Methods and results Our study population consisted of 1072 patients with STEMI treated by primary angioplasty from 1997 to 2001. Myocardial perfusion was evaluated by using ST-segment resolution and myocardial blush grade. Time-to-treatment was defined as the time from symptom-onset to the first balloon inflation. Time-to-treatment was significantly associated with the extent of ST-segment resolution, myocardial blush grade, enzymatic infarct size, and 1-year mortality. After adjustment for baseline confounding factors, time-to-treatment was still associated with impaired ST-segment resolution (adjusted OR [95% CI]=1.01 [1.01–1.02], ) and myocardial blush (adjusted OR [95% CI]=1.01 [1.01–1.02], ).

Conclusions This study shows that in patients with STEMI treated by primary angioplasty prolonged ischaemic time is associated with impaired myocardial perfusion, larger infarct size, and higher 1-year mortality. Therefore, all efforts should be made to shorten ischaemic time as much as possible to achieve better myocardial perfusion and myocardial salvage in primary angioplasty for STEMI.

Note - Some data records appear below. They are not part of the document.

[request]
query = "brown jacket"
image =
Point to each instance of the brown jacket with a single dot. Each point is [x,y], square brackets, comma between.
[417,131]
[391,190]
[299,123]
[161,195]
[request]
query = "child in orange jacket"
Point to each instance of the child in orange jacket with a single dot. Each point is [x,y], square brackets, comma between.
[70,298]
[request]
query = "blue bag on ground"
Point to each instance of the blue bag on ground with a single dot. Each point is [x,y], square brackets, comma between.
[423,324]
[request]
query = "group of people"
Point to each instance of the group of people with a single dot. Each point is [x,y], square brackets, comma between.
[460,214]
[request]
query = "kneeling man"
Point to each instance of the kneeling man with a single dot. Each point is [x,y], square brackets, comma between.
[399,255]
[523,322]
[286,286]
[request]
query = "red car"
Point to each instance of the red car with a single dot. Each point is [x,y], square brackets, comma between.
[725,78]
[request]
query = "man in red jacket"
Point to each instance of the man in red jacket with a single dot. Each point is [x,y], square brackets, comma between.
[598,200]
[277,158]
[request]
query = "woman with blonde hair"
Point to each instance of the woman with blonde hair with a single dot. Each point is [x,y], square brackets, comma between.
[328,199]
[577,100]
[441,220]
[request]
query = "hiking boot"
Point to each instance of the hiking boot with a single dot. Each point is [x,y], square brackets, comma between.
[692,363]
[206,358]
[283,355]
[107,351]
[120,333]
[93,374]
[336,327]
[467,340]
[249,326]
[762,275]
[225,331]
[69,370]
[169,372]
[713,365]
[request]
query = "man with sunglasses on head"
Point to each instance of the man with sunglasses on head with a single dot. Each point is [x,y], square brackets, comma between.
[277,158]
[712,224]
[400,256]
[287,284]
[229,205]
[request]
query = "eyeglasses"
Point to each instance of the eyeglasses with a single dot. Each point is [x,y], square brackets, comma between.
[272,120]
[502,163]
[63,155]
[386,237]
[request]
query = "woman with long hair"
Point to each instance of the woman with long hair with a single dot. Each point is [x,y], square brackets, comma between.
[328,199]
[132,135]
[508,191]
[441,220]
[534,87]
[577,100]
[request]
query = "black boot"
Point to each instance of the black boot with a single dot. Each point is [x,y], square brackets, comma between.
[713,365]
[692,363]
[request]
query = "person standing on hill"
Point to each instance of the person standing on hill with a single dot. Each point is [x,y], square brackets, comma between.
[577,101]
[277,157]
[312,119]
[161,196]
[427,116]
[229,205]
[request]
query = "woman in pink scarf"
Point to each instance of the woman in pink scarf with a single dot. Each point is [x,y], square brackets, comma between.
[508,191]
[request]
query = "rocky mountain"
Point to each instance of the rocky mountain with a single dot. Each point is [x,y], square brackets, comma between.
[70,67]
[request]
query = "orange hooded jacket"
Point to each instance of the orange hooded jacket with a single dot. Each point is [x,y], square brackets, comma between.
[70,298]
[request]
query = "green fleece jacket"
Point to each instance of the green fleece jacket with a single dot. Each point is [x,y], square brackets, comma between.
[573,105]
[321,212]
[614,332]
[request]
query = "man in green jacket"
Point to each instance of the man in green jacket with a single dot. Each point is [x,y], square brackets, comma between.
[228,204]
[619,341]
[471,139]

Key Words: Primary angioplasty • Myocardial infarction • Ischaemic time • Myocardial perfusion

Introduction

Although a clear relationship between mortality and the delay from symptom onset to treatment has been demonstrated in patients with ST-segment-elevation myocardial infarction (STEMI) treated by thrombolysis,1–3 the impact of the time delay on prognosis in patients undergoing primary angioplasty has yet to be clarified.3–8 In the current study, we investigated the impact of time-to-treatment on myocardial perfusion after primary angioplasty for STEMI.

Methods

From April 1997 to October 2001, a total of 1548 patients with STEMI were treated with primary angioplasty. All patients admitted within the first 6 h, or from 6 to 24 h if they had persistent symptoms with evidence of ongoing ischaemia, were included in the current study. Our study was approved by the Institutional Review Board. Analyses were performed by an independent core laboratory (Diagram, Zwolle, the Netherlands) in which the technicians were unaware of all clinical data and outcome. Time-to-treatment was defined as the time from symptom onset to the first balloon inflation.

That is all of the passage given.